14. Extending/Contributing/Fortran

There are different ways to extend jscatter by new models.
  • Write a python function.
  • Write a Fortran function (prefered >f90) with a wrapper that contains the documentation.
  • Use Cython or numba …. (for experts, not the scope here).

The simplest way is writing a python function as most functions are written like that. The function should contain the basic model without background or other trivial contributions needed for fitting of real data. These should be added in user defined functions as the user may be better know how he wants to treat the background.

Contribution of a single function or a complete module dealing with a new topic are welcome. As Users should know what it is about, the documentation is important and should contain a scientific reference about the models.

Contributors accept that all new modules or functions inluded will be covered by the GPLv3.

If modules or code from other projects under OpenSource are used the respective License and Copyright should be mentioned and respected in the source code. Please give important contributions also in the documentation.

Using Fortran

Premature optimization is the root of all evil – DonaldKnuth

The speedup to use more sophisticated methods is not too big (not x100) if the numpy and scipy functions were used. Here an example with a factor of about 6:

The main part of the cloudScattering function is evaluation of

F(q)= \sum_N b_i(q) e^{iqr}

We calc S(Q)=F(q) \cdot F^*(q) = |F(q)|^2 and pass F(q) for calculation of S(q) = < |F(q)|^2 > and beta =|< F(q) >|^2 / < |F(q)|^2 > for spherical averaging.

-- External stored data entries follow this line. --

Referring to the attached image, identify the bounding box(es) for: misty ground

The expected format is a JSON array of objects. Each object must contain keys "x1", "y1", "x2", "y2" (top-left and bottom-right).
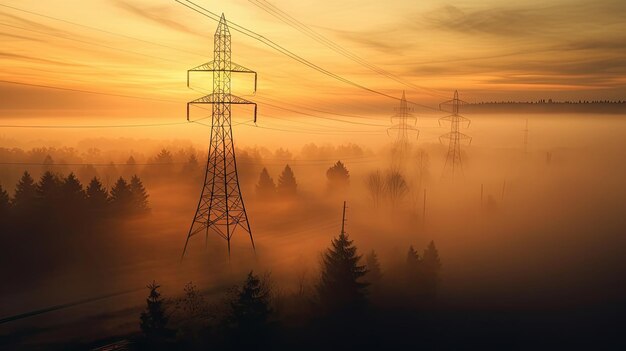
[{"x1": 1, "y1": 114, "x2": 626, "y2": 349}]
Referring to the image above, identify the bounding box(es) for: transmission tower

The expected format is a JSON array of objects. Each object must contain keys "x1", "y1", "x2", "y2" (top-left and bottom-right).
[
  {"x1": 388, "y1": 91, "x2": 419, "y2": 151},
  {"x1": 439, "y1": 90, "x2": 471, "y2": 176},
  {"x1": 182, "y1": 14, "x2": 258, "y2": 258}
]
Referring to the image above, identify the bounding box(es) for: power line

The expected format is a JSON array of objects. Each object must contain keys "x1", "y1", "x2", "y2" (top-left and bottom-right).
[
  {"x1": 0, "y1": 3, "x2": 204, "y2": 57},
  {"x1": 176, "y1": 0, "x2": 441, "y2": 112},
  {"x1": 248, "y1": 0, "x2": 448, "y2": 99},
  {"x1": 0, "y1": 22, "x2": 180, "y2": 64},
  {"x1": 0, "y1": 79, "x2": 179, "y2": 103}
]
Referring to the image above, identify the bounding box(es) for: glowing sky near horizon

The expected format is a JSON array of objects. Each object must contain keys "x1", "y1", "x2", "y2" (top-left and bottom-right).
[{"x1": 0, "y1": 0, "x2": 625, "y2": 122}]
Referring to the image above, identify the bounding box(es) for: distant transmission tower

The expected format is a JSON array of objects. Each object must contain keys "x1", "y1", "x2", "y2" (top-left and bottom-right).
[
  {"x1": 439, "y1": 90, "x2": 471, "y2": 176},
  {"x1": 182, "y1": 14, "x2": 258, "y2": 258},
  {"x1": 388, "y1": 91, "x2": 419, "y2": 151}
]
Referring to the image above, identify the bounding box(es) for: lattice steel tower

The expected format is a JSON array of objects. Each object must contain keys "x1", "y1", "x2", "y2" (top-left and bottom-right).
[
  {"x1": 182, "y1": 14, "x2": 258, "y2": 258},
  {"x1": 388, "y1": 91, "x2": 419, "y2": 150},
  {"x1": 439, "y1": 90, "x2": 471, "y2": 176}
]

def _scattering(point,r,q,blength,formfactor):
     fa=blength*np.interp(q, formfactor[0, :], formfactor[1, :])
     qx=q*point
     iqr=np.einsum('i,ji',qx,r)*1j
     beiqrsum=np.einsum('i,i',fa,np.exp(iqr))
     Sq=beiqrsum*beiqrsum.conj()
     return q,Sq.real,beiqrsum.real

The main work is done in np.einsum and np.exp(iqr) which both are already compiled C functions (standard numpy function). We may loose time in comming back to python between these steps.

We can reach a speedup of a factor of 6 if we use a Fortran function and use this in _scattering. The speedup is higher if the computation was done in loops, but we use numpy not to do this in loops. The speedup depends strongly on the model and how it is implemented. Often one is happy if the python meanders.

The fortran function/subroutine should be encapsulated in a module as it looks cleaner and the module may contain several functions. Additional it workes smoothest in combination with f2py to use a module of functions only and always give intent(in) properly. To avoid conflicts and dependency problems it is convenient to copy all needed routines into this module. Please respect Copyrights

module cloud
    implicit none
    use typesandconstants
    use utils
contains

function ffq(point,r,q,blength,formfactor) result(ff)
    ! point point on unit sphere 3 x 1
    real(dp), intent(in) :: point(:)
    real(dp)             :: ff(3)
    .....see fortran/cloud.f95 for all declarations

    fa=blength*interpolatesorted(sizerms*q, formfactor(1,:), formfactor(2,:))
    qx=q*point
    iqr= j1 * matmul( r,qx)
    Fq= sum( fa* exp(iqr) )
    ff(1)=q
    ff(2)=real(Fq*conjg( Fq ) )
    ff(3)=real(Fq)

end function ffq
end module

A function interface and the compilation is done by f2py resulting in a shared object file here fsca.so:

f2py -c filename.f95 -m fsca

The module can be imported and used like any other function in a module:

import fsca
def scattering_f(point,r,q,blength,formfactor):
    """ A doc is needed if it should be used
    Parameters...
    Returns.....
    """
    ret=fsca.cloud.ffq(point,r,q,blength,formfactor)
    return ret

The wrapper is also needed if this function should be called by parallel (multiprocessing). The reason is that the parallel processed function needs to be serialized and f2py functions cannot. The wrapper can.

If multiprocessing is desired and each process needs to get large arrays the python multiprocessing uses a lot of memory (without shared memory each process may get a pickled copy) In this case Fortran with OpenMP is easier for multiprocessing with shared memory.

This is used in cloudScattering and tested with gfortran. Different compiler options for OpenMP with other compilers may lead to failure. The speedup is not very big. In a similar example as above (with individual atomic formfactors) its about 1.5 speedup on 6 core ryzen for a very complex function. In that case the reduced memory was worth it.

Including in jscatter clone

To include a function in jscatter package we only need to place the working fortran file in the fortran folder and reinstall jscatter.

This should be done in a clone of the repository. To use the jscatter clone use

python setup.py develop --no-deps
# in the clone directory

The setup procedure compiles and builds the wrapper for all fortran files in this folder. The function is accessible in a jscatter module after import.

from . import fscatter
data=fscatter.cloud.ffq(q,..... )

The module can be imported were needed and the python wrapper with documentation can be placed in the appropriate module.

If you are happy and want to contribute, sent it to the author or use a branch on gitlab.